Solved: Re: How to extract fields from a CSV file that has...

renems · ‎02-10-2016

Hi There!

I have an issue with a field extraction. I have a Windows CSV file, that has several fields that have commas in the fields itself, forcing it to break at the wrong position.
Is there any clever way I could fix this? Unfortunately I'm not in the position to edit the source.

Here's an example of the so-called-csv:

"ssrv0052,true,,,,,,,unix,,,""Sunday, February 7, 2016 8:05:15 PM CET"",Integratie Service Manager : DS_Integratie Service Manager _A02 - SM9 Linux-Unix-Windows Servers - Full,,IPv4,,,,,,,,,,,,false,,,5de7125b74af5305076f03648a900aea,false,""Sunday, February 7, 2016 8:05:15 PM CET"",""Sunday, February 7, 2016 8:05:15 PM CET"",,ssrv0052,,,false,,,,,,,,,,,,[server],,,,,,,,,,,,,,,Integratie Service Manager : DS_Integratie Service Manager _A02 - SM9 Linux-Unix-Windows Servers - Full,,,,,,,,,,,,,,,,,,,,,,,,,,,,,,,,,"

Take a close look at the date field. It shows the issue I have.

Thank you in advance!

s2_splunk · ‎02-13-2016

Well, if you can't change the source and get it cleaned up (and you should probably still try to do that), you'll have to do some cleanup using props/transforms.
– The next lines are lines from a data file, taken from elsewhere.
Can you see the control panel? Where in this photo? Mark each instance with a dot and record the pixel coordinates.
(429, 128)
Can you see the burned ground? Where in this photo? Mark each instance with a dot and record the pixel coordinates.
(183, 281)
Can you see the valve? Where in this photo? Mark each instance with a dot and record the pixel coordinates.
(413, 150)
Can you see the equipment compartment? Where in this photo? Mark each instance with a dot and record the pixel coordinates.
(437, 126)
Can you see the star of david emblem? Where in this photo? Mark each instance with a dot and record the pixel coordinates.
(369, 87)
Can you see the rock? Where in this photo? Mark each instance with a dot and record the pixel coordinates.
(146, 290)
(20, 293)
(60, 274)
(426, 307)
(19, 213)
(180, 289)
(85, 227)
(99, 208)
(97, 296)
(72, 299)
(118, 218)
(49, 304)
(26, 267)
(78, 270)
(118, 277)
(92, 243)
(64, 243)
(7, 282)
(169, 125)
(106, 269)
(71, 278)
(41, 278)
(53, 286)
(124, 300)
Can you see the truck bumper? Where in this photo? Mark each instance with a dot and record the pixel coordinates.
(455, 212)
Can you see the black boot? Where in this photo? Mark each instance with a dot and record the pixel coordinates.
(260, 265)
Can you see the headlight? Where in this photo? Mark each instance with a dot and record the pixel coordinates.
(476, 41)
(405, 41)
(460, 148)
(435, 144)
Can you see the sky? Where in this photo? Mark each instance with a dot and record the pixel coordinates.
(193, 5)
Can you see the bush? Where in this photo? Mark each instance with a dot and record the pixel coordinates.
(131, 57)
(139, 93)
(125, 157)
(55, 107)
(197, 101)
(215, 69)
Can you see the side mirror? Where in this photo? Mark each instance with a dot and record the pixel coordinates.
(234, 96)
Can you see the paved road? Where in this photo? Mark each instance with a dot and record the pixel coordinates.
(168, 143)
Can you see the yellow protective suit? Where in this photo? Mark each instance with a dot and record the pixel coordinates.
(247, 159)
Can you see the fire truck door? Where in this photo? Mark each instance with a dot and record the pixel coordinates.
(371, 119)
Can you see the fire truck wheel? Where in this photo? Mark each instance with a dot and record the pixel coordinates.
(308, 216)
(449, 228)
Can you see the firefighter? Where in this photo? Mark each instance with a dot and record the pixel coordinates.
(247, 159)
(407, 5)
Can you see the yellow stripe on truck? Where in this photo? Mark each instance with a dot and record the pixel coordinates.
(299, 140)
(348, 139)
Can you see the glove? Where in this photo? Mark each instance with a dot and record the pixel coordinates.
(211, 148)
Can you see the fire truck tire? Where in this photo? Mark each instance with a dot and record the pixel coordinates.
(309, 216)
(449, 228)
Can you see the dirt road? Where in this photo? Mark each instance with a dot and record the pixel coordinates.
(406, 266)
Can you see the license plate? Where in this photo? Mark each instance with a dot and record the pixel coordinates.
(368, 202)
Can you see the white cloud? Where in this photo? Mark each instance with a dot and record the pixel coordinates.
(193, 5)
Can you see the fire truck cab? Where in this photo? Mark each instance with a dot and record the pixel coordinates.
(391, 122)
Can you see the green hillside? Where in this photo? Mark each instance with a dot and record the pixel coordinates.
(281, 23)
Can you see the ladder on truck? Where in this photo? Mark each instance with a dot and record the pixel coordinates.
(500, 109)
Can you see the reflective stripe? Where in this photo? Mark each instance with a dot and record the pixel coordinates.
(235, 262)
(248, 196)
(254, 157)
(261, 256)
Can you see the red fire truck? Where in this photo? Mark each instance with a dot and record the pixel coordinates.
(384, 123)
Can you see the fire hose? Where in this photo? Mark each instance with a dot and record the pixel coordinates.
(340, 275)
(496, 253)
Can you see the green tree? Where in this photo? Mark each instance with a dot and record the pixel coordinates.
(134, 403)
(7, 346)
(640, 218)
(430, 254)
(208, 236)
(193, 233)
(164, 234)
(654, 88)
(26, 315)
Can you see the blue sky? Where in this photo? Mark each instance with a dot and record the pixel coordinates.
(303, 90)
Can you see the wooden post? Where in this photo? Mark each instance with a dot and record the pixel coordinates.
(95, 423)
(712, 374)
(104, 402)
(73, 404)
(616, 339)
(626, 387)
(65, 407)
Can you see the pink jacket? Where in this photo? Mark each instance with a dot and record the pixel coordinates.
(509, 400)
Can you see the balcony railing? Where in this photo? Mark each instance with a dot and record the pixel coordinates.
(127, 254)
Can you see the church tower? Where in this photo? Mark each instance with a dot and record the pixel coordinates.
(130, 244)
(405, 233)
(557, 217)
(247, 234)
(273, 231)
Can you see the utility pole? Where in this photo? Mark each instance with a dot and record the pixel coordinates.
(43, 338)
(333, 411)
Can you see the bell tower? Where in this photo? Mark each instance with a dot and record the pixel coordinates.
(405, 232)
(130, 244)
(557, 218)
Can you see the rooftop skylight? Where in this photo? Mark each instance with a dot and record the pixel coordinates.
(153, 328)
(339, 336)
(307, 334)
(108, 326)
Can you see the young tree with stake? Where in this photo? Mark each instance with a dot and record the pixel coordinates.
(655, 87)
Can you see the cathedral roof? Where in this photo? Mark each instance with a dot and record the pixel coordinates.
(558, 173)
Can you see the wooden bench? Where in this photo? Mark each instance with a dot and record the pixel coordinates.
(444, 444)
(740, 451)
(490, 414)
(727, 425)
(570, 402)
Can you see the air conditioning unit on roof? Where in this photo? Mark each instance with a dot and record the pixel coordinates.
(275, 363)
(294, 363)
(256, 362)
Try this:

props.conf

[dirtycsv]
SEDCMD-cleanupMess = s/^\"//g s/\"$//g s/\"\"/"/g
REPORT-cleanFields = cleancsv_fields 
SHOULD_LINEMERGE=false
NO_BINARY_CHECK = true

transforms.conf

[cleancsv_fields]
DELIMS = ","
FIELDS = f01,f02,f03,f04,f05,f06,f07,f08,f09,f10,f11,f12,f13,f14,f15,f16,f17,f18,f19,f20,f21,f22,f23,f24,f25,f26,f27,f28,f29,f30,f31,f32,f33,f34,f35,f36,f37,f38,f39,f40

Change your FIELDS list to the field names you want to assign to each of the field names in the - now structurally cleaned up - csv file and you should be on a happier path.

The SEDCMD above contains a space-separated list of three SED replacements:

Remove double quote at beginning of line
Remove double quote at end of line
Replace double-double quotes around timestamp fields with single double quote

There may be a more efficient way to do this with RegEx, but this should work. The most efficient way would be to clean up the source before it is indexed into Splunk.... 😉

I tested this on my local 6.3.x install:

props/transforms need to be on your first parsing tier, either indexer or heavy forwarder, not on universal forwarder.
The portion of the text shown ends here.